For most of the last century, the world has operated on a system of fiat currencies—money that is not backed by any physical asset, like gold, but rather by government decree.
While this system has allowed for flexibility in monetary policy, it has also opened the door to unprecedented levels of inflation and devaluation.
The more money a government prints, the less each unit of currency is worth.
Over the past two decades, central banks have engaged in large-scale money printing, most notably during the 2008 financial crisis and the COVID-19 pandemic.
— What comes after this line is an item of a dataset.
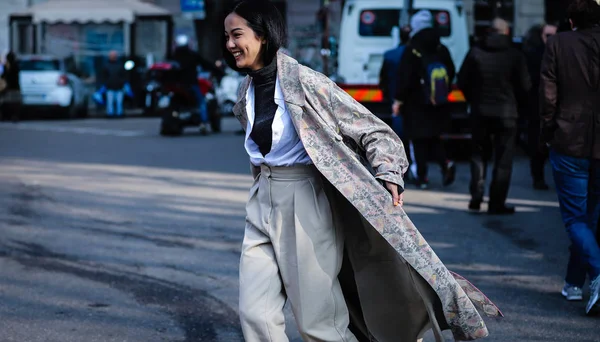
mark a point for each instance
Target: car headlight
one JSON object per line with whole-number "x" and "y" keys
{"x": 164, "y": 102}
This monetary expansion was supposed to stabilize economies in the short term, but it came at the cost of long-term value destruction.
In the U.S., the Federal Reserve’s balance sheet exploded from $900 billion in 2008 to over $8 trillion by 2021.
The result? An erosion of purchasing power that disproportionately affects savers and investors.
The problem with fiat currency is that it’s entirely controlled by central banks and governments, who have every incentive to devalue the currency to fund deficits, bail out failing institutions, or placate voters with handouts.
This constant manipulation punishes those who hold cash, as inflation slowly eats away at their savings.
Bitcoin, on the other hand, operates outside of the traditional monetary system. It is immune to government intervention and central bank manipulation.
Its supply is fixed at 21 million coins, and no central authority can change that. In a world where fiat currencies are losing value at an alarming rate, Bitcoin stands as a hedge against monetary debasement.
Fiat currencies are subject to manipulation and devaluation by governments and central banks. Bitcoin’s fixed supply and decentralized nature offer protection from inflation and monetary dilution, making it an attractive alternative for wealth preservation.